Movie Review : Green Room (2016)
American film director Jeremy Saulnier is perhaps best known for successfully financing his a movie through Kickstarter because he didn't feel like begging arrogant studio executives and making artistic compromises. Blue Ruin turned out to be miserably bleak, yet visceral and elegant. It showcased Saulnier's ambitious vision and turned him into somewhat of a folk hero of the internet age. Green Room faced a world of unfair expectations from the get-go and while it probably won't be remembered as such, I believe the punk rock survival horror movie is his best work yet. Green Room is a fierce and claustrophobic thrill ride that's unlike anything you've ever seen before. Jeremy Saulnier doesn't fuck around.
Grab your raincoat because this one's messy!
The Ain't Rights are an idealistic and starving punk rock band with strong principles of artistic integrity. They have no social media presence, few recordings and believe that music is something to experience live rather than purchase and listen to. This is, of course, terrible for business so they live from gig to gig and play for whoever pays them. That leads them to a remote skinhead bar right outside Portland. The gig goes as antagonistically as you might expect until guitarist Pat (the late Anton Yelchin) unfortunately stumbles upon the murder of a young skinhead girl while retrieving his bandmate's phone. Amber (Imogen POOOOOTS) begs him to call the police, shit hits the fan and the band is trapped in the back room by murderous skinhead looking for quiet and creative ways to get rid of them. And they all involve murder.
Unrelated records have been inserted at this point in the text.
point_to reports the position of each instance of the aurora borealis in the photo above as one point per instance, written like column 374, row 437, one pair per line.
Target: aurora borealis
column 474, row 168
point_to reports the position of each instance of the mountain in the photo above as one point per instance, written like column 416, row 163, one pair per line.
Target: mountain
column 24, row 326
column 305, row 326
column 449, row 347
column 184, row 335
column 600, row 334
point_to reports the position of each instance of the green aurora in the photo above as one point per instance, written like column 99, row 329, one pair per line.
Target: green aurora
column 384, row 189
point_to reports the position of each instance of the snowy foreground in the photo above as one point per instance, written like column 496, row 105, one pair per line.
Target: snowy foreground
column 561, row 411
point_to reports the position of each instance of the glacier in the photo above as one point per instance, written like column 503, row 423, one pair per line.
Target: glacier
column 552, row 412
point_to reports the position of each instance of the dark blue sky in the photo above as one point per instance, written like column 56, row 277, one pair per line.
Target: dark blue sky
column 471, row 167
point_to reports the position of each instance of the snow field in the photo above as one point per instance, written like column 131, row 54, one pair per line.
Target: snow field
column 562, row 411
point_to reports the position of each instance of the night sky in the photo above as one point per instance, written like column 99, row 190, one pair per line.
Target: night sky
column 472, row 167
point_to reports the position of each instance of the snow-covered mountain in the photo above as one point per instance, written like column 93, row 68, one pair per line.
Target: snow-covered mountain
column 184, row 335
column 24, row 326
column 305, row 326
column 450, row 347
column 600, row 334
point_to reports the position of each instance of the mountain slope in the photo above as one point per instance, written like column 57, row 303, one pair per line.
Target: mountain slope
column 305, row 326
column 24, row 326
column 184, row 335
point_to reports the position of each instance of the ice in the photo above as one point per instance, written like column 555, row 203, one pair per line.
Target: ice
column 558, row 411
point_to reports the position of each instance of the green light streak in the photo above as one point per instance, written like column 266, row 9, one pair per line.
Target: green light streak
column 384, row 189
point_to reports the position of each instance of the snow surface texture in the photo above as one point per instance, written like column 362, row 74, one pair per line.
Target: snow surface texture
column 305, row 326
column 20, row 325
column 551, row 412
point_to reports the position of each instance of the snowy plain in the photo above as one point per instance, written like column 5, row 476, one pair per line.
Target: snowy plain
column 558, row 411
My favorite thing about Green Room was the deconstruction of slasher movies stereotypes. Jeremy Saulnier resuscitates this dead subgenre of horror by openly challenging its rules: there is no one iconic maniac, but a whole bunch of them *, they aren't masked, their identities are known, they're acting rationally rather than on murderous impulse, yet they take our unfortunate punk rocker down in similar fashion than Jason Voorhees and Michael Myers would've. The protagonist party isn't a bunch of horny teenagers either. They're smart, yet ill-equipped physically and emotionally to face such violence and adversity. There are a lot of survival horror elements to Green Room too. The Ain't Rights deal with (gruesome) debilitating injuries, craft makeshift weapons, find creative solutions to seemingly impossible problems and remain vulnerable throughout the entire movie.
While slasher/survival horror hybrids aren't exactly my thing, I couldn't help but admire Jeremy Saulnier expert storytelling. Green Room is an absolute live wire of narrative tension. There is this great ambush scene near the end where nothing is communicated to the audience through dialogue. All the audience has to figure out what's happening is an old paintball story told earlier by Anton Yelchin's character and this very typical horror movie scene where the roles are reversed. The hunter plays the hunted and vice versa. Anyone who has a horror movie culture gets exactly what's going to happen from the visual cues and Saulnier delivers in style. Green Room keeps you on your toes and always manages to elude your expectations. I believe any story can be gripping if properly told and Green Room is a shining example of that.
Green Room is a movie that challenges the tradition of slasher horror. It demythologizes the act of killing and gives it an ugly, yet thoroughly human face. Killing is not cool or satisfying, it's a mean of survival and that, I can get behind, narratively speaking. I am fostering a growing hatred of movies/novel which fetishize murder and Green Room is a direct reaction against this type of bullshit. It's an ultraviolent, uncomfortable movie that doesn't spare the audience's sensibility one bit and that I really liked too. It's a bit of an endurance run if gore isn't your thing, but it doesn't wallow into its own bloody ambition. Overall, I had a wicked good time with Jeremy Saulnier's Green Room and yes, I've enjoyed it considerably better than Blue Ruin although both movies are imminently competent. Jeremy Saulnier is the real deal. His movies are smart, passionate, visceral and accessible. Let's make this guy a rock star.
* Although if you want to consider Patrick Stewart an iconic maniac, be my guest. I'm not going to contradict you.